Beyond the ‘learning society’: what have we learnt from widening participation research?

Stephen Gorard and Emma Smith

Department of Educational Studies

University of York

YO10 5DD

Paper presented at the British Educational Research Association Annual Conference, University of Glamorgan, 14-17 September 2005

Abstract

This paper emerges from a recent review of evidence, conducted by the authors and others, on the lifelong barriers to widening participation in higher education in England. This has led us to a consideration of the quality and relevance of the research activity in this large field of endeavour, and to the creation of a typology of the kinds of widespread problems we then encountered. These include pseudo-research, poor quality reporting of research, deficiencies in datasets, analytical errors, a lack of suitable comparators, obfuscation, a lack of scepticism in general, and the regular misattribution of causal links in particular. The paper discusses each of these, and illustrates them using generally high-profile research studies and publications. We found a substantial proportion of non-empirical pieces. Of the remainder, we found a substantial proportion that did not report sufficiently well their methods or their findings. Of the remainder that were empirical and did explain their methods and findings sufficiently, we found a substantial proportion in which the findings could not support the conclusions drawn from them. The paper ends with a plea for a great deal more ‘learning’ and openness to new ideas among those engaged, lifelong, in researching lifelong learning.

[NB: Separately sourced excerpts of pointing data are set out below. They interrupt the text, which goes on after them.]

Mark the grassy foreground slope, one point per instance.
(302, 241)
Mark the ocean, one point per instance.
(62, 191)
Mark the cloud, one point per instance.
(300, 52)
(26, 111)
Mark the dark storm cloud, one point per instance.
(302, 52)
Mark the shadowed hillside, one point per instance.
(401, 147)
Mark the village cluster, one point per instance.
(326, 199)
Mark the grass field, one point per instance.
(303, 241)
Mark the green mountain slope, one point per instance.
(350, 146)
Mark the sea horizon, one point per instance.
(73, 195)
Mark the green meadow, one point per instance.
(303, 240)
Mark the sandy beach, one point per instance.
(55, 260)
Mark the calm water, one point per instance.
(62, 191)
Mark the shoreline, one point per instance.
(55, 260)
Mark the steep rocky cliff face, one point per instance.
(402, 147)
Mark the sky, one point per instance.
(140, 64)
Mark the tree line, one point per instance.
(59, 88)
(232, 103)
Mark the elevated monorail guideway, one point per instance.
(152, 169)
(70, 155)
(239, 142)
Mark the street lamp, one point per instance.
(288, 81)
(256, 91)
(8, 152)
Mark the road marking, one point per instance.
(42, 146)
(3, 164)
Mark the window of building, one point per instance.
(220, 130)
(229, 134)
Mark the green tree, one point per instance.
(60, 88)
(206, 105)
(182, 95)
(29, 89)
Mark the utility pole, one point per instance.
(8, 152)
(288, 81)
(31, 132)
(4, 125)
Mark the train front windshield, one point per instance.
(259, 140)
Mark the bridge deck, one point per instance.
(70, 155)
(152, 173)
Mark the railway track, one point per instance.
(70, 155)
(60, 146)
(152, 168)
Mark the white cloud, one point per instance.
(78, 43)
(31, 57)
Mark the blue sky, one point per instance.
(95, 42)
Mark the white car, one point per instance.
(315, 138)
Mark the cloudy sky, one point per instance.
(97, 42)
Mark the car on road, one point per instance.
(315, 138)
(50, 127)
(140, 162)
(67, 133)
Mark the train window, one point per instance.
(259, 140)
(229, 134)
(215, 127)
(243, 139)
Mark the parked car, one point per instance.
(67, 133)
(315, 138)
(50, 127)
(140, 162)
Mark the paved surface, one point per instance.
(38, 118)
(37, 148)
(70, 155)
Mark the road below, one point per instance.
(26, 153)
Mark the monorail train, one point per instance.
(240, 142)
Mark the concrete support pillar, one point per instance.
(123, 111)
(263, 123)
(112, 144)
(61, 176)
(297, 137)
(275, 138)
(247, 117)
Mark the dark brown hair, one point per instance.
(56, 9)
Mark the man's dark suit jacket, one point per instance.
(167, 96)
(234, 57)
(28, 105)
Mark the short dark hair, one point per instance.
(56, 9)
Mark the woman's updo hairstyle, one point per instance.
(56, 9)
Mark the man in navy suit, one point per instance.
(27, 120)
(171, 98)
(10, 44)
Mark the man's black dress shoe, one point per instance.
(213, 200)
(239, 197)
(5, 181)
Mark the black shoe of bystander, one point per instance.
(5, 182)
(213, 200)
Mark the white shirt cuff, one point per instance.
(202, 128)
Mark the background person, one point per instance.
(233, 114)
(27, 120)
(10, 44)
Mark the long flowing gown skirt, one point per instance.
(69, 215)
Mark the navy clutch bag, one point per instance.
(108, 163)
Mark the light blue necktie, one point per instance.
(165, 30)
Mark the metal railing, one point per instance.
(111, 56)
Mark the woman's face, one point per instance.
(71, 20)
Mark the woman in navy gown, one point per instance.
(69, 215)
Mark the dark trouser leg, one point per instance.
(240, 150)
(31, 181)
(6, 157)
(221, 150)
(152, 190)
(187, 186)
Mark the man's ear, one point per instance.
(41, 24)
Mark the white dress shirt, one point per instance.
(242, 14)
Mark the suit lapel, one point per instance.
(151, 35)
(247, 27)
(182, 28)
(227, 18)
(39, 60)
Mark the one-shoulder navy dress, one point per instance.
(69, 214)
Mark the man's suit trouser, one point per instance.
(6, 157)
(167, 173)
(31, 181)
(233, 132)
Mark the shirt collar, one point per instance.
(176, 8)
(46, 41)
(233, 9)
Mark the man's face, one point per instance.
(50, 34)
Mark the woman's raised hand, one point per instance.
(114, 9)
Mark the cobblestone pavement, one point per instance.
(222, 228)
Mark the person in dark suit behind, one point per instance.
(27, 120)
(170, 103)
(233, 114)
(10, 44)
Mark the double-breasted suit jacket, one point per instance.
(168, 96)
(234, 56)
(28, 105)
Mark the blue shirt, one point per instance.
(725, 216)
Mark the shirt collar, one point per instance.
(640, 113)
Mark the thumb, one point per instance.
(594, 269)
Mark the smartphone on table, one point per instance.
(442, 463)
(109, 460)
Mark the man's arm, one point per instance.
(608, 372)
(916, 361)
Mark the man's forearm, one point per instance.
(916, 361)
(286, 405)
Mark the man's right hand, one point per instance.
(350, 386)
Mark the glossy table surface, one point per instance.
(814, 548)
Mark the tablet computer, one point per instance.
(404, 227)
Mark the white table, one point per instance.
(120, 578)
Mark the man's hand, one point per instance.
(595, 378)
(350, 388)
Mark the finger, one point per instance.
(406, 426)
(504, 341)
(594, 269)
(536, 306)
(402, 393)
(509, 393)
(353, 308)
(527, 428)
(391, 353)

The review of widening participation

We have recently conducted a review of the available evidence relevant to widening participation (WP) in higher education (HE) in England. Our especial concern was with understanding and ameliorating the barriers to participation experienced by potential learners within a lifelong model. As part of the collation process, we advertised widely for evidence, proactively contacted key lists and organisations, and systematically searched journals and websites. As a result, we created an EndNote database of summaries of around 1200 research reports (available at http://www.york.ac.uk/depts/educ/equity/barriers.htm). The substantive results of the review are being made available elsewhere. The focus of this paper is on the nature and quality of the research into lifelong patterns of participation in HE, as evidenced by the pieces uncovered by the review.

One of our first findings is that a substantial proportion of ostensible research reports do not actually report new research evidence or analysis of any kind. This phenomenon has been noted before in other contexts (e.g. Gorard et al. 2004). There are, of course, literature reviews which are useful for future reviewers as a ready source of references and, if conducted rigorously and sceptically, can provide a useful synthesis of an entire area. There are also research method and methodological pieces which are, on occasion, thought-provoking and helpful (as we hope this one will be). But in addition to these, the research literature contains a high proportion of ‘thought-pieces’ with no clear empirical content, no summary of the research of others, and no assistance to others intending to conduct research. On occasion these thought-pieces provide a genuinely new or radical idea about research, policy or practice (e.g. Walford 2004), but in too many cases they are almost incomprehensible, appearing to play to the gallery of a particular clique rather than laying out an argument for the more general academic reader to follow. We exclude all of these three categories, totalling perhaps 40% of the literature, from further consideration here. Our review focused only on what we can learn from any relevant research evidence as it is reported by those who understand how it was conducted and, therefore, what its particular limitations are.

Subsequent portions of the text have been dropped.